İstihbarat raporuna göre, İsrail’i yöneten aşırı Likud koalisyonu, kanun-dışı yerleşimcilerin yaygın şiddetini ve hukuksuzluğunu artan şekilde destekliyor ve buna göz yumuyor. Rapor, yerleşimcilerin vahşeti ve suçluluğu ile ırkçı duvar ve daha-da-zalim kontrol noktaları gibi büyüyen ırkçı-tarz alt yapının, sürdürülemez ve Amerikan değerleriyle uyumsuz olduğunu kaydediyor.On altı ABD istihbarat kurumu, İsrail’in Arap Baharı ve İslami Uyanışı ihtiva eden Filistin-yanlısı devasa-güce karşı koyamayacağı noktasında aynı fikri paylaşıyor.
Bu tabloyu genel olarak ele aldığımızda, Netanyahu’nun istihbarat kurumları ile hemfikir olduğunu söyleyebiliriz. Sürecin başından bu yana Obama’nın kazanacağını bile bile Roomney’i desteklemesi de buna delalet ediyor.
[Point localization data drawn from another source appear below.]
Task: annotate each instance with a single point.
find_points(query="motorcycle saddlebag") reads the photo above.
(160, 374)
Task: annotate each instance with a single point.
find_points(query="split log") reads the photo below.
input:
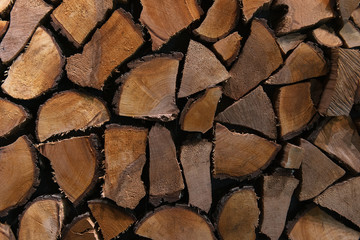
(70, 18)
(238, 215)
(195, 160)
(42, 219)
(175, 223)
(148, 90)
(294, 108)
(12, 117)
(18, 173)
(75, 163)
(316, 224)
(342, 198)
(306, 61)
(302, 14)
(255, 105)
(168, 18)
(113, 43)
(277, 193)
(202, 69)
(317, 172)
(112, 220)
(125, 157)
(339, 93)
(228, 48)
(24, 18)
(258, 59)
(166, 182)
(236, 155)
(37, 70)
(87, 112)
(198, 115)
(340, 138)
(216, 24)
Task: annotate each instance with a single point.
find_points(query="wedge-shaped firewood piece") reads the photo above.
(326, 37)
(339, 93)
(343, 199)
(302, 14)
(175, 223)
(166, 182)
(238, 215)
(277, 193)
(37, 70)
(12, 116)
(18, 173)
(125, 156)
(202, 69)
(111, 219)
(195, 160)
(42, 219)
(168, 18)
(317, 172)
(75, 163)
(148, 90)
(81, 228)
(236, 155)
(316, 224)
(255, 105)
(216, 24)
(113, 43)
(258, 59)
(294, 108)
(69, 110)
(198, 115)
(340, 138)
(305, 62)
(228, 48)
(69, 17)
(24, 18)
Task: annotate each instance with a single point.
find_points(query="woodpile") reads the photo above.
(186, 119)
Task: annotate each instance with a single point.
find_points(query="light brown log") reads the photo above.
(43, 219)
(75, 163)
(18, 173)
(125, 156)
(111, 219)
(195, 160)
(148, 90)
(216, 24)
(37, 70)
(76, 18)
(342, 198)
(202, 69)
(198, 114)
(165, 18)
(24, 18)
(302, 14)
(317, 172)
(113, 43)
(175, 223)
(255, 105)
(340, 138)
(277, 193)
(258, 59)
(238, 215)
(306, 61)
(316, 224)
(238, 155)
(228, 48)
(60, 115)
(166, 182)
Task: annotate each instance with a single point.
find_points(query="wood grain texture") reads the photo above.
(113, 43)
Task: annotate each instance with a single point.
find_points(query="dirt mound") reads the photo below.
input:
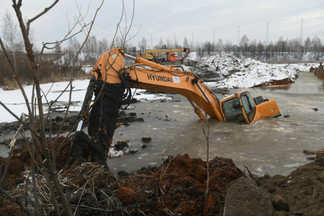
(179, 186)
(302, 190)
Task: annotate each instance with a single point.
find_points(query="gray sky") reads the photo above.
(176, 19)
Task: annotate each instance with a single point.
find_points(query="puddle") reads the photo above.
(273, 146)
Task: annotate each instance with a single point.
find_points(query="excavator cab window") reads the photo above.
(248, 105)
(233, 110)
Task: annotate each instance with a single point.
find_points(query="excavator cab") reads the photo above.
(242, 107)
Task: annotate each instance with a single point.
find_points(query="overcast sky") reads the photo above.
(175, 19)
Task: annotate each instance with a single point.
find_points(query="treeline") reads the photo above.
(57, 64)
(281, 50)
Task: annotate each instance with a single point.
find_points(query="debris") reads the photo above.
(146, 139)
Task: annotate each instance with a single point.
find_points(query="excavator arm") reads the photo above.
(145, 74)
(110, 79)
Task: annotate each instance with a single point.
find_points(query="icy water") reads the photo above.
(273, 146)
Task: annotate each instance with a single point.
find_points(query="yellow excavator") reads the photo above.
(112, 81)
(165, 55)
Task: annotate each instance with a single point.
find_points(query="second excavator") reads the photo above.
(112, 81)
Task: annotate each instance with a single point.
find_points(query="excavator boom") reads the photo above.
(148, 75)
(110, 80)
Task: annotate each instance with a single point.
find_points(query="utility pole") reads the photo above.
(301, 32)
(238, 35)
(267, 36)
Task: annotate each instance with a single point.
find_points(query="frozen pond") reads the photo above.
(273, 146)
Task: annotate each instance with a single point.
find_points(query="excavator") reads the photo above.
(112, 81)
(165, 55)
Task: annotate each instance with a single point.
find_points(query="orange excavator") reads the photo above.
(112, 81)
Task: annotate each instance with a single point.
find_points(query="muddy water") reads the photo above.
(273, 146)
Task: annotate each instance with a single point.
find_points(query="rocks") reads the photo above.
(245, 198)
(279, 203)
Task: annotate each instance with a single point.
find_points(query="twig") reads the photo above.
(206, 134)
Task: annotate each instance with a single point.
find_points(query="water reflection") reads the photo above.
(273, 146)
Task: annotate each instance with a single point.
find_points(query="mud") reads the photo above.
(180, 186)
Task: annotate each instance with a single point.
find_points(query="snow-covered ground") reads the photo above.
(235, 73)
(245, 73)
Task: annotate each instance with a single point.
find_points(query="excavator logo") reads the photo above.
(159, 78)
(176, 79)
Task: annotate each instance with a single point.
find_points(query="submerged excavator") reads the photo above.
(165, 55)
(112, 82)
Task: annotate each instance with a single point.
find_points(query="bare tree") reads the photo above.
(43, 152)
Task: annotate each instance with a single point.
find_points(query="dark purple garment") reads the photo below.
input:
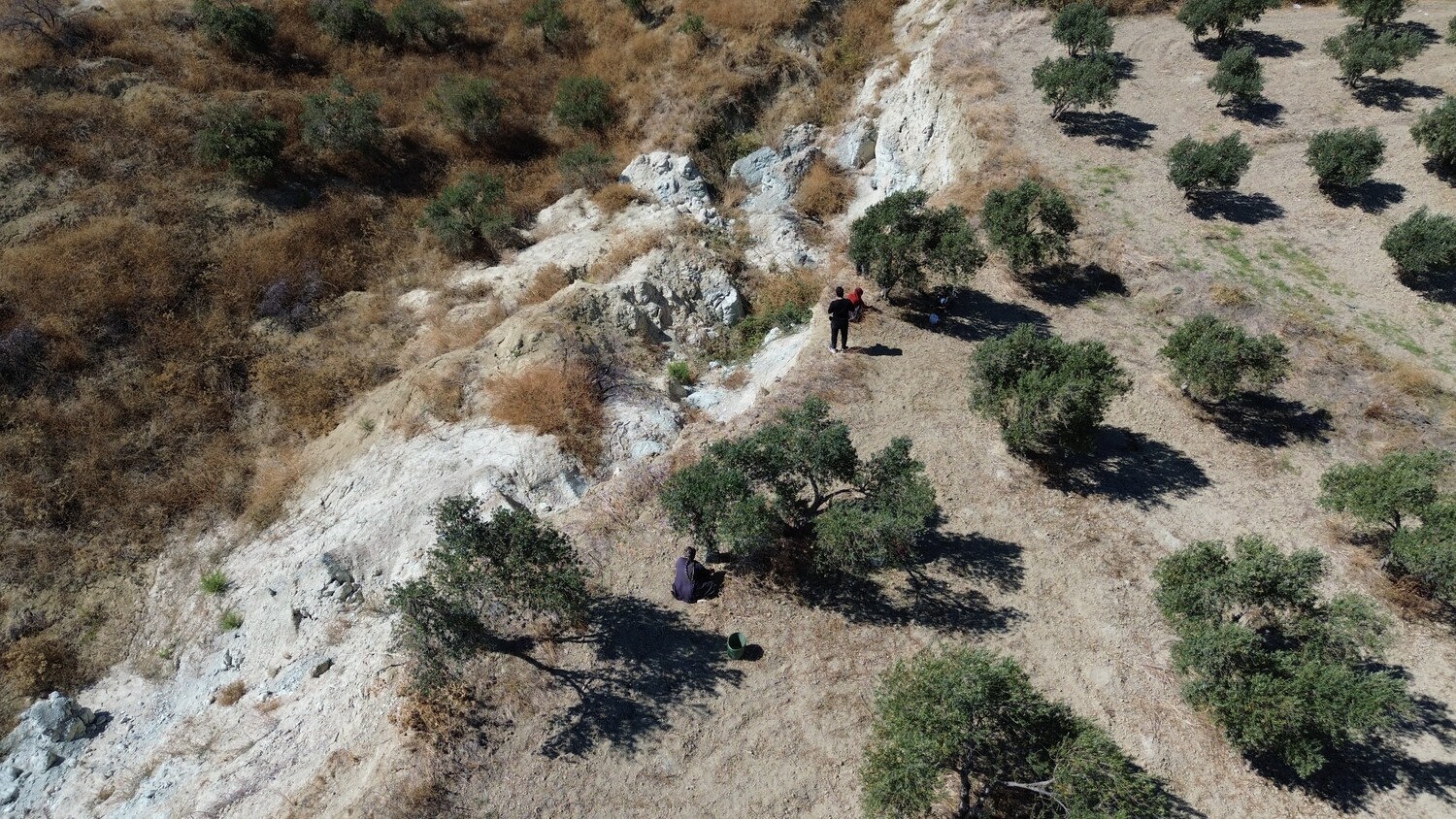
(683, 585)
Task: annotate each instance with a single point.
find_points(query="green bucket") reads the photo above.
(737, 643)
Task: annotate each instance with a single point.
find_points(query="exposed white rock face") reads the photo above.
(35, 757)
(676, 182)
(774, 178)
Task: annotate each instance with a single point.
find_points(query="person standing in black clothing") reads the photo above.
(839, 311)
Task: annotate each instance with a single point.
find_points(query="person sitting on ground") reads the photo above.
(858, 305)
(693, 580)
(839, 311)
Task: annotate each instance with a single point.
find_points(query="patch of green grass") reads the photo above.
(1391, 332)
(215, 582)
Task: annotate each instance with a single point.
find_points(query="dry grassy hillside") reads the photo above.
(171, 337)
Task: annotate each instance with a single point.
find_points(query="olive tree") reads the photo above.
(486, 569)
(1076, 82)
(1424, 244)
(1290, 678)
(1083, 28)
(343, 119)
(472, 215)
(1194, 165)
(1220, 16)
(1045, 395)
(1216, 361)
(1012, 752)
(1344, 157)
(903, 242)
(1240, 78)
(469, 105)
(1435, 130)
(1362, 51)
(801, 480)
(1031, 224)
(245, 143)
(1388, 490)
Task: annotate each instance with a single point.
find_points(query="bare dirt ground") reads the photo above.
(649, 720)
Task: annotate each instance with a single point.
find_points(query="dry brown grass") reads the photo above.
(824, 191)
(230, 694)
(547, 282)
(553, 401)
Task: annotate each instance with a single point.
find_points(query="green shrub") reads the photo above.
(427, 25)
(348, 20)
(1194, 165)
(903, 242)
(1373, 12)
(977, 716)
(1435, 130)
(1076, 82)
(1386, 492)
(585, 166)
(1217, 361)
(239, 26)
(343, 119)
(215, 582)
(1030, 223)
(1238, 78)
(1220, 16)
(584, 104)
(547, 16)
(695, 26)
(245, 143)
(486, 572)
(471, 215)
(469, 105)
(1427, 553)
(1362, 51)
(1423, 244)
(680, 373)
(1082, 28)
(1290, 678)
(1344, 157)
(1045, 395)
(855, 515)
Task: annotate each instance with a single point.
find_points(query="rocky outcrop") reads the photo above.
(675, 180)
(774, 178)
(51, 735)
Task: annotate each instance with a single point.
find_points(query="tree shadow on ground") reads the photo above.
(1392, 93)
(1269, 46)
(1438, 285)
(928, 601)
(651, 662)
(1264, 113)
(1371, 197)
(1129, 467)
(975, 316)
(1270, 420)
(1114, 130)
(1365, 770)
(1232, 206)
(1069, 285)
(1124, 67)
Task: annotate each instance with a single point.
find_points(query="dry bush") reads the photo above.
(553, 401)
(547, 282)
(824, 191)
(616, 197)
(230, 694)
(37, 665)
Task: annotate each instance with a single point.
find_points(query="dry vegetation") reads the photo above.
(163, 329)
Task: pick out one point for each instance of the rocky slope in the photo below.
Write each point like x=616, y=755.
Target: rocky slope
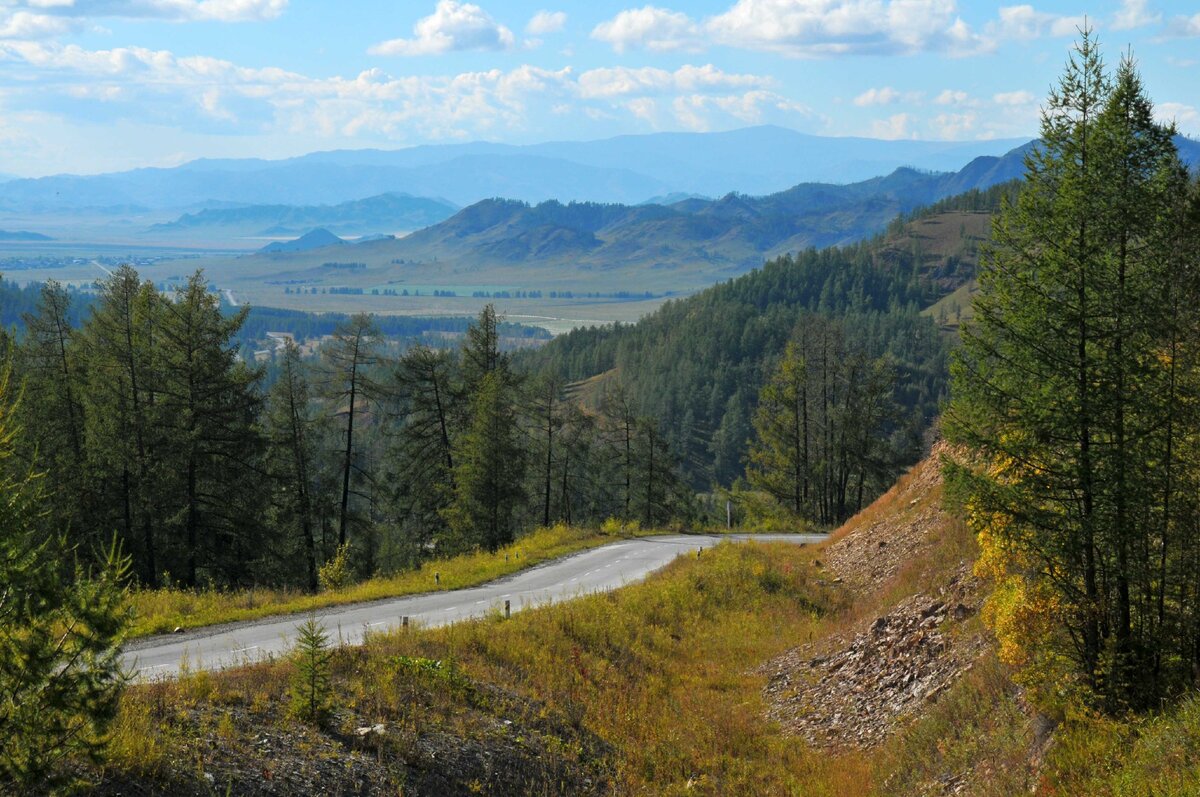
x=910, y=633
Geçtiğimiz günlerde Obama’nın gazetecilere poz verirken elinde bulunan kitap ABD’nin yeni stratejini açıklar nitelikte. Hindistanlı gazeteci Fareed Rafiq Zakaria’nın yazdığı ‘The Post American World’ kitabının arka sözü şöyle ;
‘BU KİTAP AMERİKA’NIN ÇÖKÜŞÜ İÇİN DEĞİL, HERKESİN YÜKSELİŞİ İÇİN YAZILDI’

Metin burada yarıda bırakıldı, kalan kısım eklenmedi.